The fact that the Liberals have peppered the region with funding announcements even though they are expected to struggle for votes on Vancouver Island has Lawson wondering if they’re playing a longer game than just winning seats in the fall.
He said the goal might be to at least keep some Island voters from voting Green.
There are currently just two sitting Green MPs, leader Elizabeth May of the Saanich-Gulf Islands riding and Nanaimo-Ladysmith MP Paul Manly, making the Island fertile Green territory.
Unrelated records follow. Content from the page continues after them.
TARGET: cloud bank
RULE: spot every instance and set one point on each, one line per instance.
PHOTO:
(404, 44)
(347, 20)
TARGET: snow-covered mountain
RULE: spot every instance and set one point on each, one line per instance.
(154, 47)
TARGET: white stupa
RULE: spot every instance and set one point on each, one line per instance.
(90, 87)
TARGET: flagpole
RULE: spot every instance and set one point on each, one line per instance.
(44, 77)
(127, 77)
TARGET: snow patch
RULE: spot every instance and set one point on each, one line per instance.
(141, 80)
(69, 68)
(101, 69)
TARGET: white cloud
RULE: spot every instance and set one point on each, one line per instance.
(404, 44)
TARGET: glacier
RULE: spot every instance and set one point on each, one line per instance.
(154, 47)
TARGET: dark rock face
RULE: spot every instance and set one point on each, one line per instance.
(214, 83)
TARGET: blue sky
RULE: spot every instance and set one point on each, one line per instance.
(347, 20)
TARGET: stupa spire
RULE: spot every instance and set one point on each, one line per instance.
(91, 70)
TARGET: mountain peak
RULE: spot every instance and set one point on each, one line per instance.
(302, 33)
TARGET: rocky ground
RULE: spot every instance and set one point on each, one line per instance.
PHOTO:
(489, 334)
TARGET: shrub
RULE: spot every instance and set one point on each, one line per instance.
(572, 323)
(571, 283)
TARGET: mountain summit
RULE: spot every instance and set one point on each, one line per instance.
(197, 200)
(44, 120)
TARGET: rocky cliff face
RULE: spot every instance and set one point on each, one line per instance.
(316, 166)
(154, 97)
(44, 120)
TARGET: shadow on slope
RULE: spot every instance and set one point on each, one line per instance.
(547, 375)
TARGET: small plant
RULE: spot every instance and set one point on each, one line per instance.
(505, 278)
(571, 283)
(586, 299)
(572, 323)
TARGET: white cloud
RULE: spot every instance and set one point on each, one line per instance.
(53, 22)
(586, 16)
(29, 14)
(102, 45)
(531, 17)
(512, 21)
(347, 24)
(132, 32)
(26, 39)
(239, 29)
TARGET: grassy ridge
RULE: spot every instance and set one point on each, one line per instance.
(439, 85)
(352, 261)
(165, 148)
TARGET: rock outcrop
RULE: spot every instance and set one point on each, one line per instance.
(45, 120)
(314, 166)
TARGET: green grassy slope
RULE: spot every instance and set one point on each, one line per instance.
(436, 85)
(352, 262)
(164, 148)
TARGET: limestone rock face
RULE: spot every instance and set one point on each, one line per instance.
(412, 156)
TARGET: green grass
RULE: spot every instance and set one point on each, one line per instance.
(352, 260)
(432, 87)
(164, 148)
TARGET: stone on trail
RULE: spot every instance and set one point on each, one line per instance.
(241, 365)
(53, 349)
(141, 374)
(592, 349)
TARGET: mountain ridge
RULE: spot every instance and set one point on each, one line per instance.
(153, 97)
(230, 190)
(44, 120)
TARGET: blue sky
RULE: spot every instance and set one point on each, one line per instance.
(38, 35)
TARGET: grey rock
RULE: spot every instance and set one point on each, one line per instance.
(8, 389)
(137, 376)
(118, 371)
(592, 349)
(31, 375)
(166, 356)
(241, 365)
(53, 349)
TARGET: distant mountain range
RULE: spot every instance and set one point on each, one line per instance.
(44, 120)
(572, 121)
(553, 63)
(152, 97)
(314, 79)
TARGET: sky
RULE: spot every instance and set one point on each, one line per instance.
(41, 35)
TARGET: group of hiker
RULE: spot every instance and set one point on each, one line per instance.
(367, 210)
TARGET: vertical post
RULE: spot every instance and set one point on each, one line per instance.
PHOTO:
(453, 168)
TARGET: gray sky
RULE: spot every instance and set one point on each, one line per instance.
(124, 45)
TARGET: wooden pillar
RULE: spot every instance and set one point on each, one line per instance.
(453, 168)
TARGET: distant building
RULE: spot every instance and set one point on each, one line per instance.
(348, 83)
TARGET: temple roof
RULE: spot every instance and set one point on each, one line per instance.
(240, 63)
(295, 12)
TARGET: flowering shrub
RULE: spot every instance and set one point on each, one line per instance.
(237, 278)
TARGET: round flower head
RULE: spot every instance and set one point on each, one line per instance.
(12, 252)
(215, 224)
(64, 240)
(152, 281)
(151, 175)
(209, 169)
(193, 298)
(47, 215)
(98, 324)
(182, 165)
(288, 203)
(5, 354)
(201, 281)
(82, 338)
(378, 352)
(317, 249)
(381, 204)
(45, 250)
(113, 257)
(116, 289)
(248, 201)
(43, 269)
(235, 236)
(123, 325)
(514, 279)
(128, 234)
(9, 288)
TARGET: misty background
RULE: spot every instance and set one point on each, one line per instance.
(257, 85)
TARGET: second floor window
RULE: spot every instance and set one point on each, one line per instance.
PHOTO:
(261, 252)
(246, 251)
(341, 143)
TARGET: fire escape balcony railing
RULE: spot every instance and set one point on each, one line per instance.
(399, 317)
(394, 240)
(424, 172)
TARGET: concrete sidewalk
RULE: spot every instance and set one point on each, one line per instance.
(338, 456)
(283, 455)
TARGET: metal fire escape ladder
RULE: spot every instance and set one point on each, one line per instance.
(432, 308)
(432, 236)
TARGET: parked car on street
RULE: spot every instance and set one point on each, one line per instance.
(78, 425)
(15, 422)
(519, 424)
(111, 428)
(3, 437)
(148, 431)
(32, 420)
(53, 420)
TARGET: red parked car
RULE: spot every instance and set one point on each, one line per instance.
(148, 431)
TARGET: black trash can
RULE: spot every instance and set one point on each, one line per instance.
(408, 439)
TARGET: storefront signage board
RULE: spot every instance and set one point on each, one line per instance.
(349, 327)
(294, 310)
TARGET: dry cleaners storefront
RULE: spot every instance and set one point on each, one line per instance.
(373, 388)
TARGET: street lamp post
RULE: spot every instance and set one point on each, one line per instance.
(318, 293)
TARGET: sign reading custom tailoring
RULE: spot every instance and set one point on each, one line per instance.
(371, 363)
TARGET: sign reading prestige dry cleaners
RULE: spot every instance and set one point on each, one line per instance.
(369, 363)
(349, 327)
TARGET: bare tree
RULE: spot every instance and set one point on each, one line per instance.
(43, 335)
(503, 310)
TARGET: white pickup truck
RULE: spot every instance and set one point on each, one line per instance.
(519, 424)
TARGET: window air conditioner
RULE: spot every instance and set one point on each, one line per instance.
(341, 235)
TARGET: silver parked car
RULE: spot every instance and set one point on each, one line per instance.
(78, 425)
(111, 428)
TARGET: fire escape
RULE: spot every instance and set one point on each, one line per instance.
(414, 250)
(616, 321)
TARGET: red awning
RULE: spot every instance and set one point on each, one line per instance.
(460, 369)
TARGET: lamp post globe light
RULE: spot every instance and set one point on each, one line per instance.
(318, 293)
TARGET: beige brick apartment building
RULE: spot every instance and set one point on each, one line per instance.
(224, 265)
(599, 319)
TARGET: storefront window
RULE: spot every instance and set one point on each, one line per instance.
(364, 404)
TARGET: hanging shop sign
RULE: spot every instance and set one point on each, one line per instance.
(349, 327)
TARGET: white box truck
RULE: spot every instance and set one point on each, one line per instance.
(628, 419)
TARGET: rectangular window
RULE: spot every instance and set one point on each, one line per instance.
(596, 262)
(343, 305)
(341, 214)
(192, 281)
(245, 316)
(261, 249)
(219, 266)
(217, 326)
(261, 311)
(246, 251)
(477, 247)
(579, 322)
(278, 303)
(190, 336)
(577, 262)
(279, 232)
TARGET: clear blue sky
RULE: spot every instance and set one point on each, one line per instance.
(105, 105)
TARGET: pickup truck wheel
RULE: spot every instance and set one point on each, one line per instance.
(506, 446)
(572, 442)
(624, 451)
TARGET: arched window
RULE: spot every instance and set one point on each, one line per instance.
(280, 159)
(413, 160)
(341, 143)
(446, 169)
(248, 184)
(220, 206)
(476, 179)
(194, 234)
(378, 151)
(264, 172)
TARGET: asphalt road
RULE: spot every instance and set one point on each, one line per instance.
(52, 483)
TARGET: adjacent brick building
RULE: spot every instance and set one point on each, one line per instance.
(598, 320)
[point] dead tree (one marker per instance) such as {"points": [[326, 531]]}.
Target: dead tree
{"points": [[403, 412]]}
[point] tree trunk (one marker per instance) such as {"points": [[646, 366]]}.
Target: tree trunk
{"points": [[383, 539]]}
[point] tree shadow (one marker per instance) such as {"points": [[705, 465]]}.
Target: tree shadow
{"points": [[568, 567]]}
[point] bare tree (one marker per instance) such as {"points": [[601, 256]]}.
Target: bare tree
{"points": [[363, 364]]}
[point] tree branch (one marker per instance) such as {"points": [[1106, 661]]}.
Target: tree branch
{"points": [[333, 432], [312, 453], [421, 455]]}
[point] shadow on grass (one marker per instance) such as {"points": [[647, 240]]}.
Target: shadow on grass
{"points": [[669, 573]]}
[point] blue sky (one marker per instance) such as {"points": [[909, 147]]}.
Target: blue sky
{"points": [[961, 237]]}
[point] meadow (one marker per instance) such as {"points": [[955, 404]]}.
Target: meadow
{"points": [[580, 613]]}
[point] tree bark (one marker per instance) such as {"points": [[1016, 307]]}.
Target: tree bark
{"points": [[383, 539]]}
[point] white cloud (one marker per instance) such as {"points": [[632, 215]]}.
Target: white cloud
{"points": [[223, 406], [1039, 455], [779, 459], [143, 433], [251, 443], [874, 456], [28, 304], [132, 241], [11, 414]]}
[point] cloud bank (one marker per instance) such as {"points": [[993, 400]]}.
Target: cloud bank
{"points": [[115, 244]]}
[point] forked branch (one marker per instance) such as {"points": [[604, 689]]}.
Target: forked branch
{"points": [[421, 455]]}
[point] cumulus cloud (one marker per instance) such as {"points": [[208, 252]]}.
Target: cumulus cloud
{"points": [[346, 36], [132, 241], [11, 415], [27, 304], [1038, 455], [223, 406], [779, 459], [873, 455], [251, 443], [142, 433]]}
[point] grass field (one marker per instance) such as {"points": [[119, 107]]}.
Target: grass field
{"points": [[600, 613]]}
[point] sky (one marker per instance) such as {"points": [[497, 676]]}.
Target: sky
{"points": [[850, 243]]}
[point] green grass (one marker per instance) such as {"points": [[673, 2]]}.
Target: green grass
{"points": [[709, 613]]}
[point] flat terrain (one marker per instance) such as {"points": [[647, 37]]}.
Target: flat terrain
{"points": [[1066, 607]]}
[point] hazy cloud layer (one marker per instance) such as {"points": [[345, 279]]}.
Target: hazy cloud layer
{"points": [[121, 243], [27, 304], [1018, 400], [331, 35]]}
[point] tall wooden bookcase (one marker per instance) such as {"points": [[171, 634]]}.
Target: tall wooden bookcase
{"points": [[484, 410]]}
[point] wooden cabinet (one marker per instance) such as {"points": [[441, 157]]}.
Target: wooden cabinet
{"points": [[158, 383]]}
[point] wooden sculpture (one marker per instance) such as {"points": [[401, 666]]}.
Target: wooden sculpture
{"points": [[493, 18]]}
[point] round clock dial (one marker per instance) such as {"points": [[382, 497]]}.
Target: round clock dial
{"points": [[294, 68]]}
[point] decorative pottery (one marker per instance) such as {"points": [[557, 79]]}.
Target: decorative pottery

“The Liberals may not want a strengthened Green presence in parliament if they are looking at [the possibility of] a minority government,” he said, noting the federal Liberals would then be facing a difficult balancing act — forced to appease the resource sectors of the economy while addressing urban and suburban concerns about the environment.
Federal Transport Minister Marc Garneau, who was in Victoria in July to announce ocean protection and environmental remediation spending commitments, said the visits are opportunities to point out what the government has done in B.C., which might not have made headlines when first announced.
“We have to make sure people are aware of everything we’re doing,” he said in an interview. “The knowledge of the situations is not getting communicated as much as we would like.
“I think in time the facts will be accepted — that we are doing things. We are not just talking, but we are acting.”
Jean-Yves Duclos, the federal Minister of Families, Children and Social Development, who was in Victoria two weeks ago to announce $75 million in funding for affordable housing, echoed those sentiments.
He also suggested Victoria and the West Coast are open to the Liberal message, which he stressed was about the future and the health and welfare of families and children.
“I believe the Liberal message of the future and how to build it is well heard and appreciated in B.C.,” he said, adding this province tends to be a leader when it comes to environmental, social and economic issues.
Lawson said the number of funding announcements might also stem from a desire to create a “feel-good atmosphere” to distract from problems such as the SNC Lavalin affair or the “intense hostility” the Liberals face in resource-reliant areas of Canada over things such as the Trans Mountain Pipeline expansion and carbon taxes.
Lawson also suggested the unusual volume of announcements, many of them in big cities, might be part of a strategy to shore up or gain seats in places such as Vancouver, Montreal and Toronto.
“Big-city support for the Liberals does exist and so they may try and compensate for areas in the country where they are just going to get creamed,” he said.